Amaro Antunes, o algarvio que “nasceu para ser uma estrela”, cumpriu hoje o seu destino ao ganhar a edição especial da Volta a Portugal em bicicleta, consumando, finalmente, a aspiração antiga de ser um líder.
A conquista da amarela final numa edição, mais curta, marcada pela pandemia de covid-19, é o desfecho natural para uma carreira construída, com determinação e ambição, por um ciclista de ataque, destemido, e sempre insatisfeito com o papel de ator secundário nas diferentes equipas por onde foi passando.
“Quando ele tinha 21, 22 anos, e começou a aparecer como ciclista, lembro-me de, a certa altura, quando ele me acompanhava e me perguntavam quem era aquele rapaz, responder: um dos próximos vencedores da Volta a Portugal”, contou Samuel Caldeira à agência Lusa.
Amigo, colega na W52-FC Porto, companheiro de quarto – “Divido o quarto com o Amaro todo o ano, do início até ao fim, inclusive nos estágios. Ele substitui a minha mulher quando não está presente e eu substituo a dele” – e, inclusive, seu padrinho de casamento, o homem rápido e gregário de luxo dos ‘dragões’ conhece o novo vencedor da Volta a Portugal desde que ele se iniciou no ciclismo.
“Na altura, eu era sub-23 em Loulé, e ele era júnior lá. E, pelo facto de sermos os dois do concelho de Vila Real de Santo António, havia aquela proximidade. Acompanhei toda a carreira dele, como profissionais, fomos colegas em Tavira e tudo. Entretanto, fomos criando uma laço de amizade bastante forte”, revelou, garantindo, à Lusa, que Antunes “nasceu para ser uma estrela”.
Caldeira não foi o único a reparar no potencial do trepador de Vila Real de Santo António. Há quase uma década que o nome de Amaro Antunes ressoa nos bastidores da caravana como um potencial vencedor da Volta a Portugal, uma ‘fama’ nascida quando ainda era júnior e foi campeão nacional de fundo e de contrarrelógio em 2008, ano em que ‘limpou’ quase todas as provas em que participou.
Profissional desde 2011, aventurou-se pela primeira vez lá fora na Ceramica Flamínia-Fondriest, a equipa italiana que era um ‘viveiro’ de talentos, mas que foi um sonho frustrado para os portugueses que por lá passaram, abandonados à sua sorte pelos seus patrões.
Individualista q.b., nem sempre consensual, o algarvio regressou a Portugal e nunca escondeu que queria mais, primeiro no Banco Bic-Carmin (2014), depois na LA Aluminios-Antarte (2015 e 2016) e, posteriormente, na W52-FC Porto, equipas onde se destacou, sem nunca ser verdadeiramente o único chefe de fila, e somou lugares no ‘top 10’ da Volta a Portugal.

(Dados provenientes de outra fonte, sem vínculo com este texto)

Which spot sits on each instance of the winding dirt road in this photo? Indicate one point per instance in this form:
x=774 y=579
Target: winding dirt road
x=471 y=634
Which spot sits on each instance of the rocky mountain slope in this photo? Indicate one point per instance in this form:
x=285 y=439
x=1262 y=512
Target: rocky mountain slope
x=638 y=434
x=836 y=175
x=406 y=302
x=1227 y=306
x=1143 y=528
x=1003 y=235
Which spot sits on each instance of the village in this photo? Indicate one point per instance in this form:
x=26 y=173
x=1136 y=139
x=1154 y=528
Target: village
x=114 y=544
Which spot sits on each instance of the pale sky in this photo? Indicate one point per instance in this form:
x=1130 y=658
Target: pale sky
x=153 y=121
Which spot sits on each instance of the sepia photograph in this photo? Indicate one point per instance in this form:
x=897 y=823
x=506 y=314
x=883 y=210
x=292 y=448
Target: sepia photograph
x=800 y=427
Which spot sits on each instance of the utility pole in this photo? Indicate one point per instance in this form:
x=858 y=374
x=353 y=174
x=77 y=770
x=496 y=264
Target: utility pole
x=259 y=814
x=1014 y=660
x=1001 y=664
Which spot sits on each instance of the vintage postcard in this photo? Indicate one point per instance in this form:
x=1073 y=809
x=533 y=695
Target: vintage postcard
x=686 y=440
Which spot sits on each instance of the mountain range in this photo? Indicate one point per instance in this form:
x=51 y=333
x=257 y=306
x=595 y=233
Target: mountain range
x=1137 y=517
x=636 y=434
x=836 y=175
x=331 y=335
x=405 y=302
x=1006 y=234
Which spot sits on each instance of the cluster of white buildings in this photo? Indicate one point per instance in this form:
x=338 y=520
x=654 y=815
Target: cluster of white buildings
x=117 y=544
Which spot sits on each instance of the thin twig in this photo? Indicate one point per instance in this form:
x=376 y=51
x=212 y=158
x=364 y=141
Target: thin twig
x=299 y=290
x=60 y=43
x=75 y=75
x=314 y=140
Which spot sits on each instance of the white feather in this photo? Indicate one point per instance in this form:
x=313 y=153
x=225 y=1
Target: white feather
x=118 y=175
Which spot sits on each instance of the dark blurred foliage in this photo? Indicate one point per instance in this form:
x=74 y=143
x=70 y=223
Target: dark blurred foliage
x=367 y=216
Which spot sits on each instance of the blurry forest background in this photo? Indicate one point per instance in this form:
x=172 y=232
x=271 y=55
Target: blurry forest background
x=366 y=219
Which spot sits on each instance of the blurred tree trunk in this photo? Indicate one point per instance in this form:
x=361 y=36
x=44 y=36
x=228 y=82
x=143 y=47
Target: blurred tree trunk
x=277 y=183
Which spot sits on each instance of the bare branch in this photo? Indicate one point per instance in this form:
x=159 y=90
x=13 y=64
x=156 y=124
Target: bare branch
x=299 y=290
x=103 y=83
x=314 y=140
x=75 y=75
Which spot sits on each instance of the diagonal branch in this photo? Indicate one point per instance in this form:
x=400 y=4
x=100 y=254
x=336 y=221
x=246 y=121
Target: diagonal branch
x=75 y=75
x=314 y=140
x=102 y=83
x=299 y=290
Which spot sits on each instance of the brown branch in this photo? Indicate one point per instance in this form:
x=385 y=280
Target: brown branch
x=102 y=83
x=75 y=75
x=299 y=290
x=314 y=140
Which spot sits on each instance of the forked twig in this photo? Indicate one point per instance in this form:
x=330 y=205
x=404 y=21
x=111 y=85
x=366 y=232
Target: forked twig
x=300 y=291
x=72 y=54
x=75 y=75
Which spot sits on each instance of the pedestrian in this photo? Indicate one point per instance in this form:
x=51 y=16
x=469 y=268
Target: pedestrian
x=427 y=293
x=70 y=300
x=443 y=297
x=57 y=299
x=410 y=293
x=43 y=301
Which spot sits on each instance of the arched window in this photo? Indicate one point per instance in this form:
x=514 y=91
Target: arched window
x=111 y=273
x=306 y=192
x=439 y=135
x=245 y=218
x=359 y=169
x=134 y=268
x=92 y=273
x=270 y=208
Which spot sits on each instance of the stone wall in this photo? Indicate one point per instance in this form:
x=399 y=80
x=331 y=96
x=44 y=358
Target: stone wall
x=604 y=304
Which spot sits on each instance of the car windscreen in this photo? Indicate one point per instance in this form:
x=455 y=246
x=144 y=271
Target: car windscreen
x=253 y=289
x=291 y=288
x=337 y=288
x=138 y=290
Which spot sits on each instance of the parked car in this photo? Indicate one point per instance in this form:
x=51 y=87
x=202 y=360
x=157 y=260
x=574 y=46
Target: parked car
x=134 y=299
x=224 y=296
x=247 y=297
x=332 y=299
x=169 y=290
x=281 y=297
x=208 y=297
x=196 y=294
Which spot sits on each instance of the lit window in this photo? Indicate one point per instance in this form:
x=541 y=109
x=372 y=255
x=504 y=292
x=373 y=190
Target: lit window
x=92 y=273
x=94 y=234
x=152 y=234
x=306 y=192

Foi essa ambição que o levou a dar o salto para o estrangeiro, para a CCC, em 2018, depois de vencer no alto do Malhão e ser quinto na Volta ao Algarve ganha por Primoz Roglic, de vencer o Troféu Joaquim Agostinho, ocupar o segundo lugar do pódio na Volta de 2017 e de ‘esmagar’ a concorrência, juntamente com o vencedor Raúl Alarcón.
Na equipa polaca, deu nas vistas, com lugares de relevo e a vitória na Volta a Malopolska, contudo, foi no ano seguinte, quando a CCC ascendeu ao WorldTour, que o trepador português mais se destacou: esteve durante seis dias no ‘top 10’ do Giro, onde foi mesmo terceiro na 19.ª etapa, antes de ser relegado dos planos dos seus diretores para os grandes palcos.
“Para ser sincero, foi opção minha regressar. Foi uma experiência muito boa e enriquecedora. Agora é pensar neste ano e desfrutar o máximo possível. Espero que seja um ano brilhante”, contou à Lusa em fevereiro, na Volta ao Algarve.
De regresso a casa e a uma equipa com a qual se identifica, Antunes encontrou o rumo para a primeira vitória na Volta a Portugal, palco maior da expressão das suas qualidades de ‘natural born star’.
“Dá-se muito bem com os microfones, tem um à vontade muito grande quando lhe metem um microfone à frente da boca, fala com naturalidade e fala bastante bem. Isso é um dom que ele tem. Não se acanha, não se intimida, tem sempre um discurso bom e fluído. Ele dá um bom político”, brincou Caldeira.
Ao “rapaz bastante amigo do amigo”, o experiente ciclista ‘dragão’ só encontra um defeito: “é bastante distraído, bastante esquecido, e tem-se de estar sempre muito pendente dele para que não haja nenhuma falha, para que tudo saia bem”. Felizmente, hoje, tudo saiu bem.